Congressional Hearing On SSA Information Systems Raises Questions
The U.S. House of Representatives Committee on Oversight and Government Reform held a meeting last week, entitled Social Security Administration: Information Systems Review, which featured several key witnesses including Social Security Administration (SSA) Acting Commissioner, Carolyn Colvin.
Committee members questioned the SSA on its delays and cost overruns associated with the Disability Case Processing System (DCPS) project, which would replace all the state Disability Determination Services (DDS) systems with one unified system. Colvin placed some of the blame for the project’s failure with the previous commissioner. She said about $60 to $70 million of the project’s cost so far has been during her tenure. By its completion, the SSA Office of the Inspector General estimates, the total project cost will reach nearly $ 500 million. In December 2016, the agency plans to test DCPS in three pilot locations.
In terms of juggling agency priorities, Colvin stressed how budget challenges have impacted customer service. Some committee members agreed and noted that the prioritization of information technology, cyber security and fraud detection, have taken valuable budget dollars away from workloads and customer service.

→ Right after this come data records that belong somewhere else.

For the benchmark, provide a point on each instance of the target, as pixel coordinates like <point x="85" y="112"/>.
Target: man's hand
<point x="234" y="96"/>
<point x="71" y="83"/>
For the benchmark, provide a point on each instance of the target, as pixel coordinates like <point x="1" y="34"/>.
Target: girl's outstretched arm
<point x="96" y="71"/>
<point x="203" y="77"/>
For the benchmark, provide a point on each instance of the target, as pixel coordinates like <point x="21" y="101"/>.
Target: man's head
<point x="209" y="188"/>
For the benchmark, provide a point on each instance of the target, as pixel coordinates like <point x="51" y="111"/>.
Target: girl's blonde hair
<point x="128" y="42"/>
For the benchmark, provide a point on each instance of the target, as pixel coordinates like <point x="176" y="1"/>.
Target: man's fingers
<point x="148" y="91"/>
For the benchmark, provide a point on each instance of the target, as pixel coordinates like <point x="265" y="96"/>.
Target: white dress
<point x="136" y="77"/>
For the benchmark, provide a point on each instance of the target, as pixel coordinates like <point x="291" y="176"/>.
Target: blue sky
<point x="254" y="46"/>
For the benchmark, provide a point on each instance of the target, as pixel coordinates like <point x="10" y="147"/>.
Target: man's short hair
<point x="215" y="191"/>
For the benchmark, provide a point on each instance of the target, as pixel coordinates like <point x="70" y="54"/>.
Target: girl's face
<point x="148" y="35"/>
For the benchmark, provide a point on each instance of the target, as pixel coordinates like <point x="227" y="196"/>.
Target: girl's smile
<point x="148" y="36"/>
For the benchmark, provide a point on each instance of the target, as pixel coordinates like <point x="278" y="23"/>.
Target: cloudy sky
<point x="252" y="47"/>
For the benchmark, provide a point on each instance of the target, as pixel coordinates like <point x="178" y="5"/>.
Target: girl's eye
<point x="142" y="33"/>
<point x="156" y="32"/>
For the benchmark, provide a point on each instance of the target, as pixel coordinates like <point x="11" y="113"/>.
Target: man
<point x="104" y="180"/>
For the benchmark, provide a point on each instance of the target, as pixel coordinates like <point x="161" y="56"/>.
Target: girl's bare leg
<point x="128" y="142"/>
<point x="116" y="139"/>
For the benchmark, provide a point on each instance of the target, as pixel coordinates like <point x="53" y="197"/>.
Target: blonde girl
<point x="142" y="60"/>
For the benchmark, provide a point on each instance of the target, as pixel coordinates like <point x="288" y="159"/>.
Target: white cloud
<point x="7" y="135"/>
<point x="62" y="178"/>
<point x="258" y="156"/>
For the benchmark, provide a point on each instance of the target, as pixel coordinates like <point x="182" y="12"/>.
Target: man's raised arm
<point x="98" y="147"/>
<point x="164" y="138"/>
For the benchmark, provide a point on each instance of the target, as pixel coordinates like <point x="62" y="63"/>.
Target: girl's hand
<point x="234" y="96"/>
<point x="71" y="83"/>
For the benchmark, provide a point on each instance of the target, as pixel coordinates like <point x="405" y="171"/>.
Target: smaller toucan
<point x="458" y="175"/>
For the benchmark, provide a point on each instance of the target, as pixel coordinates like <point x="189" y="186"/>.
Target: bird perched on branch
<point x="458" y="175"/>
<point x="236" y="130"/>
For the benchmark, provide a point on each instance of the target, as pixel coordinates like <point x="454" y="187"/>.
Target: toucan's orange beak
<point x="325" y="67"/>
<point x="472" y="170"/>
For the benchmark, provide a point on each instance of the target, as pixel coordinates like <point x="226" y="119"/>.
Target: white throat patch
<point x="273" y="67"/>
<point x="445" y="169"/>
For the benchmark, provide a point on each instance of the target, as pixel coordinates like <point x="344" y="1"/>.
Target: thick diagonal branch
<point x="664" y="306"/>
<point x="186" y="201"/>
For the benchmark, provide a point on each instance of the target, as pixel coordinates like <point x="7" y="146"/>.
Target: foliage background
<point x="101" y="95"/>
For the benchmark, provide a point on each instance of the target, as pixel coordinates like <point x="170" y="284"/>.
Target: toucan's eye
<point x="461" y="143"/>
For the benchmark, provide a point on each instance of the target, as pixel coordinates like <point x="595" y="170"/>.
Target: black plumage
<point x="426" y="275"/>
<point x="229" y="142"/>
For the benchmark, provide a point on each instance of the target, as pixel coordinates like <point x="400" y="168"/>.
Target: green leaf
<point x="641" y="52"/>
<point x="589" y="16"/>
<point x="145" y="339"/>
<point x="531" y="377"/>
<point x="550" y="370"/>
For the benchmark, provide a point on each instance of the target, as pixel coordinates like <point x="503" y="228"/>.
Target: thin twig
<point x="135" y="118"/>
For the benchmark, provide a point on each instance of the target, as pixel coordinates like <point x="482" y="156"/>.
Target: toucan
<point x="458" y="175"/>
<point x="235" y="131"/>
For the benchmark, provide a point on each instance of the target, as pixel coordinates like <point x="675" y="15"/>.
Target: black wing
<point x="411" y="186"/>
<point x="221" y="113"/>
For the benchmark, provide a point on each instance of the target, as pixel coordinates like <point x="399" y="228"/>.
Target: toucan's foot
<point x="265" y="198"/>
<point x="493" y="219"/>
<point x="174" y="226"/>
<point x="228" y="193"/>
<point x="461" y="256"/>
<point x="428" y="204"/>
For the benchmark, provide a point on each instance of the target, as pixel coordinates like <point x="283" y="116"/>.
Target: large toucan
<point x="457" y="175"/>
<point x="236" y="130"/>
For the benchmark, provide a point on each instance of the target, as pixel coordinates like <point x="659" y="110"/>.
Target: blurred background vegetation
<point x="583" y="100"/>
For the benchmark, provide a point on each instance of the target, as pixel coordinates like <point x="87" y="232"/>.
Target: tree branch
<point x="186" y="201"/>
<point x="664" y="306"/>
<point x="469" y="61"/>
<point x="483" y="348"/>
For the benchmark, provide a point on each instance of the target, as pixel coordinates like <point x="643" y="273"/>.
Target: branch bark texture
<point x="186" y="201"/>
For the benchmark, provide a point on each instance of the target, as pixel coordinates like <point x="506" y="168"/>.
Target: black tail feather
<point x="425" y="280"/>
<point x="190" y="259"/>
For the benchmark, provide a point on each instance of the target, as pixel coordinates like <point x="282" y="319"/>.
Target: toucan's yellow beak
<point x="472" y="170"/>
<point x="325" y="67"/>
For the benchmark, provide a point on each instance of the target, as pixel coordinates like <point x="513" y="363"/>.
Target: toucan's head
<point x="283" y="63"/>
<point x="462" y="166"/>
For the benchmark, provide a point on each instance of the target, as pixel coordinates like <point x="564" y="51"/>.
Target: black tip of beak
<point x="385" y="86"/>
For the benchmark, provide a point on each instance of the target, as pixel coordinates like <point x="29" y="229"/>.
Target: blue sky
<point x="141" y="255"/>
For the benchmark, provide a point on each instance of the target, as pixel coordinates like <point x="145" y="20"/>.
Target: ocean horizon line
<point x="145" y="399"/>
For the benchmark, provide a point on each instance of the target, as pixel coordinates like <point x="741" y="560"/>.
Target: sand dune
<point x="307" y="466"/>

Witnesses also came under fire from several members of the House Committee on Oversight and Government Reform who voiced concerns that the federal agency is not doing enough in its role as protector of the personally identifiable information (PII) of hundreds of millions of Americans. According to committee members, the SSA twice failed to detect network penetration tests despite those tests being designed to be detected. They stated auditors gained global access privileges, and accessed PII and other sensitive information. Committee members also said the test results uncovered significant, concerning vulnerabilities in Social Security’s systems. Chairman Chaffetz added that SSA’s IT funding had grown to $1.5 billion from $1.1 billion in 2008, an increase of $400 million.